Knowing that Israel would eventually desire a king to reign over them “like as all the nations” about them, God gave specific ordinances for him to obey. He was to make his personal copy of “this law”, so that it might be “with him”, and that he might “read therein all the days of his life: that he may learn to fear Yahweh his God, to keep all the words of this law and these statutes, to do them” (Deut 17:18,19). Further reasons for so doing are given in the following verse: “That his heart be not lifted up above his brethren, and that he turn not aside from the commandment, to the right hand, or to the left: to the end that he may prolong his days in his kingdom…”. These reasons are notable and instruct and warn us also of the dangers and pitfalls we are susceptible to. We are prospective kings, too, and in order to qualify for the honour of being co-rulers with our Lord we need the same instruction and discipline.
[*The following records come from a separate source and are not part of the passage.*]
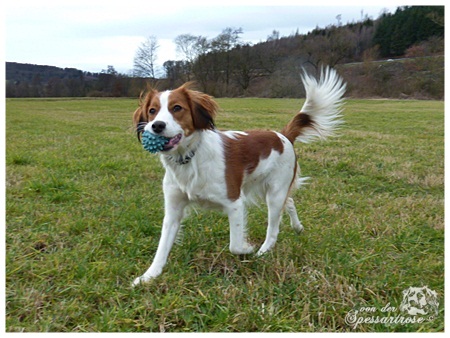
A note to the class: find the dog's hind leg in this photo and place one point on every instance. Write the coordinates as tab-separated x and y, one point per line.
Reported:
292	212
238	228
275	203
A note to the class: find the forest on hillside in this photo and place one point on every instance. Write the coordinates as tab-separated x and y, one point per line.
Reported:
398	55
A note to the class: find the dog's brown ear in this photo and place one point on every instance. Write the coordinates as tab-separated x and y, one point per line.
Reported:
203	108
140	116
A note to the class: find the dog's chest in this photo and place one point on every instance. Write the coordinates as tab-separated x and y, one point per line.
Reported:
203	181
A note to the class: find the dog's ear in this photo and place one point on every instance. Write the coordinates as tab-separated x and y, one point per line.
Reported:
140	116
203	108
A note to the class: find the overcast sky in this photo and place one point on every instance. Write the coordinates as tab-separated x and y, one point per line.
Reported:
92	34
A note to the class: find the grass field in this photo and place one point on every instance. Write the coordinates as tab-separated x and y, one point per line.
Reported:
84	212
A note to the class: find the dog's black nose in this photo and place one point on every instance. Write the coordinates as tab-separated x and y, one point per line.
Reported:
158	126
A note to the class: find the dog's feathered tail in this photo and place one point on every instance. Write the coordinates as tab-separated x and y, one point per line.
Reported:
320	114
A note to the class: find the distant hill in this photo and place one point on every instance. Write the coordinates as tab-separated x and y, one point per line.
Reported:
29	73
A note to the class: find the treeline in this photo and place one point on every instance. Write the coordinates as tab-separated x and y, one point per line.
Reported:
227	66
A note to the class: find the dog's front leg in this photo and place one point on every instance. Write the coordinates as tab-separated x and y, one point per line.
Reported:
238	228
175	202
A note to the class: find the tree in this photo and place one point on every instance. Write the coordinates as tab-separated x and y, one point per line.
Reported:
191	47
144	60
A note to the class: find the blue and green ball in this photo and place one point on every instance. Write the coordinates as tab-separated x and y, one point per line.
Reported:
152	142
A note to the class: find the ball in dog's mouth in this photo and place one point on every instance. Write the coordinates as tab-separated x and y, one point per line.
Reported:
173	141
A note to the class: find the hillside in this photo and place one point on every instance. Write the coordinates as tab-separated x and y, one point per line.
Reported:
271	68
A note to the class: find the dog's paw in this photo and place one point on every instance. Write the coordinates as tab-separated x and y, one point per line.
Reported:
141	280
298	227
245	249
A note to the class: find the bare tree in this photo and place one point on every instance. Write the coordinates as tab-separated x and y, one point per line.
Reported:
191	47
144	60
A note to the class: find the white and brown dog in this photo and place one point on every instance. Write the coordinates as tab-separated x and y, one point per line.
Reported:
227	169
When Joshua was about to lead Israel into the promised land, the need for daily instruction from the Word of God was laid upon him by Yahweh Himself: “This book of the law shall not depart out of thy mouth: but thou shalt meditate therein day and night, that thou mayest observe to do according to all that is written therein: for then thou shalt make thy way prosperous, and then thou shalt have good success” (Josh 1:8).

Clearly those in leadership roles, whose influence over others is great, have the responsibility to know what the Father’s will is, so they can direct the lives of those who look to them in word and deed. Today we are being prepared for leadership with Christ in the kingdom soon to come. Neglecting to read daily the rules and principles of the Kingdom of God could see us disqualified from participation.
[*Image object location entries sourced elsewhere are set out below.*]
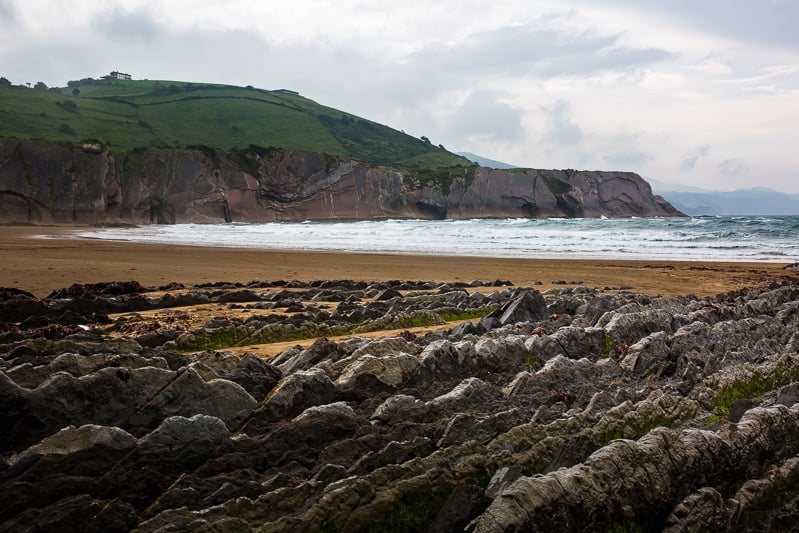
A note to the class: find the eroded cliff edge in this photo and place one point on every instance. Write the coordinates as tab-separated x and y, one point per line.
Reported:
48	182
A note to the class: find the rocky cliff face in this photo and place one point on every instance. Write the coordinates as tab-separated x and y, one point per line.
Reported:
571	410
45	182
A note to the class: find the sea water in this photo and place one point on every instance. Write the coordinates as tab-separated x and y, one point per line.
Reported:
722	238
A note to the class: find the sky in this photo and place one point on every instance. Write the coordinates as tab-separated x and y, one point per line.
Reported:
690	93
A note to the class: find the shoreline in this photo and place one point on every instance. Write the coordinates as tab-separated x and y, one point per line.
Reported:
41	265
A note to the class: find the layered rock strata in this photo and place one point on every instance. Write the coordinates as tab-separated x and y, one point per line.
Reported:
46	182
575	409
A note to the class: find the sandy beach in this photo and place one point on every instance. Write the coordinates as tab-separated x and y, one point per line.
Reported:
40	259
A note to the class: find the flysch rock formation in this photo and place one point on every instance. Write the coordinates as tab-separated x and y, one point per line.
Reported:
571	410
48	182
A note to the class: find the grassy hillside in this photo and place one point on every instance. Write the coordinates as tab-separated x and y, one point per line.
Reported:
128	114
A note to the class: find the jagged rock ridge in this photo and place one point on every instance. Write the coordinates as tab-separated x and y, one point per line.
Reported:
46	182
568	410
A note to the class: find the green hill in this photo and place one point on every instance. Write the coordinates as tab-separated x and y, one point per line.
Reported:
127	114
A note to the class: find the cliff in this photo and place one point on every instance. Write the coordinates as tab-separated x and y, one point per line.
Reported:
49	182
“The King”—Jesus Christ himself—was not exempt from this need either. Those who heard him were astounded at his wisdom and ability to answer every question put to him, and yet they knew he had never passed through the rabbinical institutions of learning. They exclaimed, “How knoweth this man letters, having never learned?” (John 7:15). But his superlative wisdom was the result of daily application and diligence. His ears were attentive to his Father’s instruction on a daily basis. He allowed no human activity to supplant the primacy of learning, and listening carefully to the Word of his Father. Consider Isaiah’s inspired comments explaining his daily attention to his Father and growing acceptance and commitment that this “hearing” brought: “The Lord Yahweh hath given me the tongue of the learned, that I should know how to speak a word in season to him that is weary: he wakeneth morning by morning, he wakeneth mine ear to hear as the learned. The Lord Yahweh hath opened mine ear, and I was not rebellious, neither turned away back” (Isaiah 50:4,5).
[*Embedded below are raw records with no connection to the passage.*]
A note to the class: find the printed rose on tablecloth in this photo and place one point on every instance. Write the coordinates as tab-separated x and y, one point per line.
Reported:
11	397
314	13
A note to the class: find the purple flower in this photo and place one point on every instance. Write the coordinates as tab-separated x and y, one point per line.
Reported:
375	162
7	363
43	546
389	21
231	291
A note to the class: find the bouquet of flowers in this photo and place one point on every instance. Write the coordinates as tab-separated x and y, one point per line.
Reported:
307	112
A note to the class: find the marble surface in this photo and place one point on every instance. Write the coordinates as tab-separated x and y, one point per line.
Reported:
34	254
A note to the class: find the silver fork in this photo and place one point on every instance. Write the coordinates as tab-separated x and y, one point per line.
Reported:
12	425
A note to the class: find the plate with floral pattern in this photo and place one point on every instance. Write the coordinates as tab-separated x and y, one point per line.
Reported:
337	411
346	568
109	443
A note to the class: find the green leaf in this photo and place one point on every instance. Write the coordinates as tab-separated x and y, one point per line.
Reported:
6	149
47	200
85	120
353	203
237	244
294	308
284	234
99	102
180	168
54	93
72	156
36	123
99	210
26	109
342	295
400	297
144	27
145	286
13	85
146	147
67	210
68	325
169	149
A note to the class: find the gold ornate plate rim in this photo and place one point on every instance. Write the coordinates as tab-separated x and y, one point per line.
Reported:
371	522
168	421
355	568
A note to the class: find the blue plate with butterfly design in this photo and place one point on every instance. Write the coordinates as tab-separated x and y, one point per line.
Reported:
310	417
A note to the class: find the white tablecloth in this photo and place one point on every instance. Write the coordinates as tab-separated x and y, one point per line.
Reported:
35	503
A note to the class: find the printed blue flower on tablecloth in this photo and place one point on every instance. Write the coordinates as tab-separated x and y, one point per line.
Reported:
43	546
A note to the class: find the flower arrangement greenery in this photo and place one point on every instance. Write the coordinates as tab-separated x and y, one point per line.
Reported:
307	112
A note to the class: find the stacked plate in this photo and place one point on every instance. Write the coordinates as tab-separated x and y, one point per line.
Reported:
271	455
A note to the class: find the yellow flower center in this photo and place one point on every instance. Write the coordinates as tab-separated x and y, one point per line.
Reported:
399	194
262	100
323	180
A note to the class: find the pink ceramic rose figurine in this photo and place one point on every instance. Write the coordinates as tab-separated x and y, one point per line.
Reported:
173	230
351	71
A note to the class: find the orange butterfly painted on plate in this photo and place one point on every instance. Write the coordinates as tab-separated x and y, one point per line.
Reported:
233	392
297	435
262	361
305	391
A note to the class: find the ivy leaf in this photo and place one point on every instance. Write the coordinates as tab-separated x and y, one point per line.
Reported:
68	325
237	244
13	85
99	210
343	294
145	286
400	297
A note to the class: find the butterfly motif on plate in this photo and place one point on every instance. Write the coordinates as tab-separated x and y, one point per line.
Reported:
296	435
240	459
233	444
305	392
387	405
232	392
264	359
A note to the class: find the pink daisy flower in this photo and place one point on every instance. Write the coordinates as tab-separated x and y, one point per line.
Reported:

Now if it was important for Israel, kings, Joshua and the Lord to hear daily the Word of God, is it not equally so for us? The challenges to our ‘mind space’ are great today and it is so easy to ‘hear’ daily what man is propounding in so many ways in the aggressive, all pervasive media of today. We are in danger of having our minds shaped by carnal men if we expose our eyes and ears to books, papers, magazines, radio, TV, to the exclusion of the wholesome Word of God.

In this first issue of Volume 8 of The Lampstand we have chosen to write on important characters in Matthew’s gospel, the first book in the New Testament section of our ‘Daily Readings’. Comments and questions appear as footnotes at the conclusion of each article. We hope that these articles will be useful as we commence anew our daily readings for the new year. Let us resolve to read daily, from the Word of life with our families, hearing and developing faith thereby. How else will we overcome the world (Rom 10:17; 1 John 4:4,5)? And let us do so prayerfully seeking the Father’s blessing upon our undertakings. We can make no better resolution for year 2002 than to put into practice the words found on wall stickers in the homes of many of our brethren in the Philippines—“Today is a good day to start reading the Bible every day”.